Being a 68-year-old master of punk music, Iggy Pop could have accepted his peremptory status, continually speaking out against societal niceties and pitfalls (though “Sunday” explores Iggy Pop’s thoughts on corporatized living), but instead, he grapples with the banality of his eventual departure – well aware that his death is inevitable. It’s a perspective in music that has rarely been explored – someone totally comfortable with their life’s work, but still trying to feed the beast that is “purpose.” Songs like “Vulture” concern themselves with the unfortunate reality of being an aging public figure, running into people angling for some sort of financial reward for their end-of-life courtship; thus the songs title. “German Days” sees a return to the heavy-Homme’d soundscapes – thick base lines paired with airy guitar licks, as Homme even provides backing vocals that basically whittle German culture down into a four minute and forty eight second ode. “Chocolate” is an unexpected surprise for an album that has already established its rock-heavy trappings, featuring bells and chimes over a cool disco beat, it’s the first track on the album that really suggests this may be the last album we ever see from Iggy Pop.

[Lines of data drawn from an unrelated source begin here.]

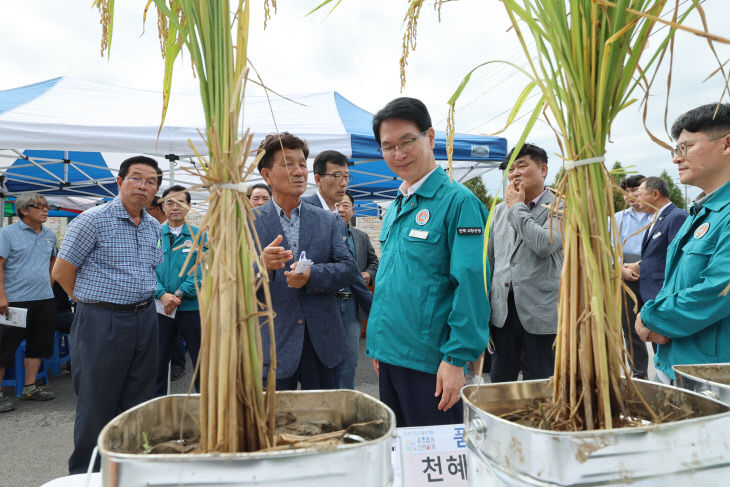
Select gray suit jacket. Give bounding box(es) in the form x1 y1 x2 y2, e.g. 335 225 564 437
254 201 359 378
487 190 563 334
302 193 375 321
350 225 379 282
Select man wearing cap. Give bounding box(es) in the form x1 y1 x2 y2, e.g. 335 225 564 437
635 103 730 383
365 97 489 427
53 156 163 474
0 193 57 413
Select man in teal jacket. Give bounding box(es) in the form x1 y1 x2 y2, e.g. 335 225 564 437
155 185 200 396
636 103 730 383
365 98 490 427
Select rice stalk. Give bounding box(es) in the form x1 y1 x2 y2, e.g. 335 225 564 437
94 0 276 453
401 0 728 430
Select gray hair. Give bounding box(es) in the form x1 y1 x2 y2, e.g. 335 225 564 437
641 176 669 198
15 193 48 219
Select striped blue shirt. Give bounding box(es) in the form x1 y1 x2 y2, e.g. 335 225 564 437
58 196 163 304
616 207 651 256
0 220 57 303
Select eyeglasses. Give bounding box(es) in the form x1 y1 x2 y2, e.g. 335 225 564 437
673 134 727 157
162 200 187 206
124 176 157 188
320 172 352 183
378 129 428 156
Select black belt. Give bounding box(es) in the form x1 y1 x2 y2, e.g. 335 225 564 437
86 298 154 312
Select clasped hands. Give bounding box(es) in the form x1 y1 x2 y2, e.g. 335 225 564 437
621 262 641 281
261 235 312 289
634 313 670 345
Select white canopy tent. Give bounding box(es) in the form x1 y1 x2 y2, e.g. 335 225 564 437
0 77 506 215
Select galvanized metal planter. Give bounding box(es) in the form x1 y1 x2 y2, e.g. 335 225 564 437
461 380 730 487
99 390 395 487
672 364 730 406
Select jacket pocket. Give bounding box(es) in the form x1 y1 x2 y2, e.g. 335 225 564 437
403 228 441 244
539 279 560 292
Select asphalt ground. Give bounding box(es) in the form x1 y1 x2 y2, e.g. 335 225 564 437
0 339 378 487
0 339 654 487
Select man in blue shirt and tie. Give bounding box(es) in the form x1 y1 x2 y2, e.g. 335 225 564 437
614 174 651 379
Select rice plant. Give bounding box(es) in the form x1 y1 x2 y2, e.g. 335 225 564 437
401 0 726 430
94 0 276 452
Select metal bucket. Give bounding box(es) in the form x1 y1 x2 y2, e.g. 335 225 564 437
99 390 395 487
672 364 730 406
461 379 730 487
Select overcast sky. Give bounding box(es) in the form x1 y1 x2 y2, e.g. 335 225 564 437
0 0 730 202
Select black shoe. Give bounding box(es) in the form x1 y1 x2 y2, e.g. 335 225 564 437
20 386 56 401
170 365 185 381
0 395 15 413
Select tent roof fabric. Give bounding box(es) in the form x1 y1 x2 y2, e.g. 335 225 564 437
0 77 507 215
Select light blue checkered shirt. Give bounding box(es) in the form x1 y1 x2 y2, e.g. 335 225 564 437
58 196 163 304
271 198 302 262
616 208 651 255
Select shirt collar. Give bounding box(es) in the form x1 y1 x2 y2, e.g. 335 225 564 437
161 222 192 236
271 198 302 217
527 188 548 209
317 190 339 215
654 201 672 220
398 165 439 197
109 196 148 225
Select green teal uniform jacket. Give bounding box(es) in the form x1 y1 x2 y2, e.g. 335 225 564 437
155 222 200 311
365 168 490 374
641 182 730 379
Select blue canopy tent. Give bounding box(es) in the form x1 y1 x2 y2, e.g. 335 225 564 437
0 78 507 216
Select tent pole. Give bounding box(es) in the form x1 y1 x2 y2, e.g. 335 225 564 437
165 154 180 186
0 175 5 228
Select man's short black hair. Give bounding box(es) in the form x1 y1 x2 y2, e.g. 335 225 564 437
671 103 730 140
620 174 646 191
373 96 432 145
641 176 669 198
162 184 191 206
312 150 350 176
256 132 309 173
246 183 273 198
119 156 162 188
499 142 547 171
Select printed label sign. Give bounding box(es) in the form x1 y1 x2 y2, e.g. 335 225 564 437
393 424 471 487
456 227 482 235
695 222 710 238
416 208 431 225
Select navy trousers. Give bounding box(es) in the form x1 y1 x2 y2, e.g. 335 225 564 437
337 297 362 389
489 291 555 382
621 281 649 379
378 362 464 428
276 326 339 391
155 310 200 396
68 302 157 475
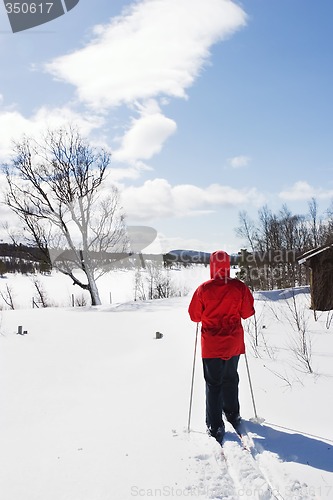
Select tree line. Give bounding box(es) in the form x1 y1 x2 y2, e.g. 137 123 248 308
236 198 333 290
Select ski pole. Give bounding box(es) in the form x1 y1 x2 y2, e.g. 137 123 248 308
244 353 264 423
187 323 199 432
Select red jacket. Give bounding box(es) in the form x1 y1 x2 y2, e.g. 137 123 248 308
188 251 255 359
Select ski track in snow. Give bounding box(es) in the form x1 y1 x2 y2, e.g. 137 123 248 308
183 431 320 500
0 271 333 500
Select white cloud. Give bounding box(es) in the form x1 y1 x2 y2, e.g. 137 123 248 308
46 0 246 109
122 179 264 220
0 107 103 161
228 155 251 168
113 104 177 163
279 181 333 201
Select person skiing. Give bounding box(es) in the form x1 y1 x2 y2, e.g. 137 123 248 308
188 250 255 443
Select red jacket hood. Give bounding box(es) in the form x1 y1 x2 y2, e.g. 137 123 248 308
210 250 230 279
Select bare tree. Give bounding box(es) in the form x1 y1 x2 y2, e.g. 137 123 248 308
4 126 126 305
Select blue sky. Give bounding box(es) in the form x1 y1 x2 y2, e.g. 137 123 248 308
0 0 333 252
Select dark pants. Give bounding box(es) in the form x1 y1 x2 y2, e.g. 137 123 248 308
202 356 239 429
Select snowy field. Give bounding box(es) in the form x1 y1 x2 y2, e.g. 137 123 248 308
0 266 333 500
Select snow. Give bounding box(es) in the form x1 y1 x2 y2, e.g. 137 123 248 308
0 266 333 500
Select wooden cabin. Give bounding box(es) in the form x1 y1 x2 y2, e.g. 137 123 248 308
297 245 333 311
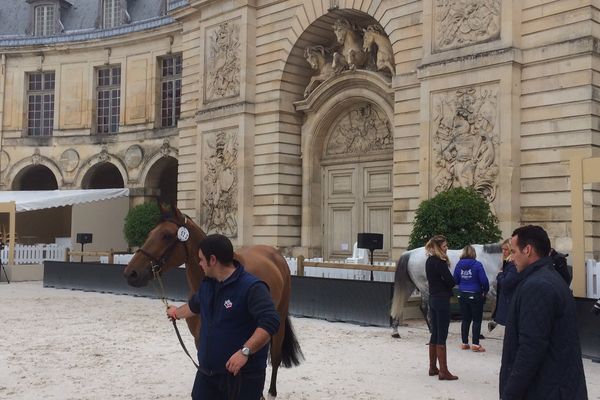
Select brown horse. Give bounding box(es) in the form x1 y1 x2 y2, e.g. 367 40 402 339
123 206 302 398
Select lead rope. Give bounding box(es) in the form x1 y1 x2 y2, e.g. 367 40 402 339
152 265 198 369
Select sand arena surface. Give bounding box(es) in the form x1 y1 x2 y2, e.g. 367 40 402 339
0 282 600 400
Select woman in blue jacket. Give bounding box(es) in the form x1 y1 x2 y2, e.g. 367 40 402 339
454 245 490 352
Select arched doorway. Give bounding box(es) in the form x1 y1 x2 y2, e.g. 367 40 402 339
144 157 178 204
81 162 125 189
12 165 58 190
321 102 393 260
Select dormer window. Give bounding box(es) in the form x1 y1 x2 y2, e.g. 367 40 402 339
102 0 120 28
27 0 71 36
34 4 56 36
101 0 131 29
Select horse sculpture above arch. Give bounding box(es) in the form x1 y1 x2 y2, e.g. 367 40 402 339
390 244 502 337
123 206 302 398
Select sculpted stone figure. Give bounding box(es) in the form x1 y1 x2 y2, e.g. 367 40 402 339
332 19 367 71
363 25 396 76
433 88 498 202
304 46 341 97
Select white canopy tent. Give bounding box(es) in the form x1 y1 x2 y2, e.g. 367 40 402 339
0 188 129 265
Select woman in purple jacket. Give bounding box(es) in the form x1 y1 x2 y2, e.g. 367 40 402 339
454 245 490 352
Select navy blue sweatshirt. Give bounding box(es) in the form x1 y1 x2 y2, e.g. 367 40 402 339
425 256 455 297
188 261 279 375
454 258 490 293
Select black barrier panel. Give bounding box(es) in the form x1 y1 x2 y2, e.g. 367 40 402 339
44 261 188 301
290 276 393 326
575 297 600 362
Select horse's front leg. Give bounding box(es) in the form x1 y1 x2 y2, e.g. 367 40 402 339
185 315 200 350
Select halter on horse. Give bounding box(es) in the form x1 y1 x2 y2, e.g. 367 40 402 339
390 244 502 337
123 206 302 398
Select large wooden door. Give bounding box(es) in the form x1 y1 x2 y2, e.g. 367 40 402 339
323 160 392 260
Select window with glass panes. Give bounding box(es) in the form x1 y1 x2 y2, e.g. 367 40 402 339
102 0 120 28
160 54 181 127
34 5 54 36
27 72 55 136
96 66 121 133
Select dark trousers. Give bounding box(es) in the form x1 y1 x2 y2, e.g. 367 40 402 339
458 292 484 345
192 370 265 400
429 296 450 345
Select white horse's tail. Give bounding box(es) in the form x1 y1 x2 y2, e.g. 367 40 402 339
390 252 416 327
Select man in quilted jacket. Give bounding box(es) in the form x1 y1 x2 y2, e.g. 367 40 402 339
500 225 588 400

If Post Pop Depression is in fact Iggy Pop’s definitive punctuating mark on his famously ungovernable career, it’s about as good a note he can go out on as any. Pre-meditated closing statements can be sad affairs – Glen Campbell’s Ghost on Canvas – and other times oddly premonitory – David Bowie's  – but this closing statement feels nothing like either of those sentiments. Post Pop Depression feels like the first of many further installments in Iggy Pop’s marathon-man career – forever indomitable in every aspect, and wry as ever – but then again, for a guy that’s been frolicking around shirtless on stage for the past 50 years, that may be the best way to go out.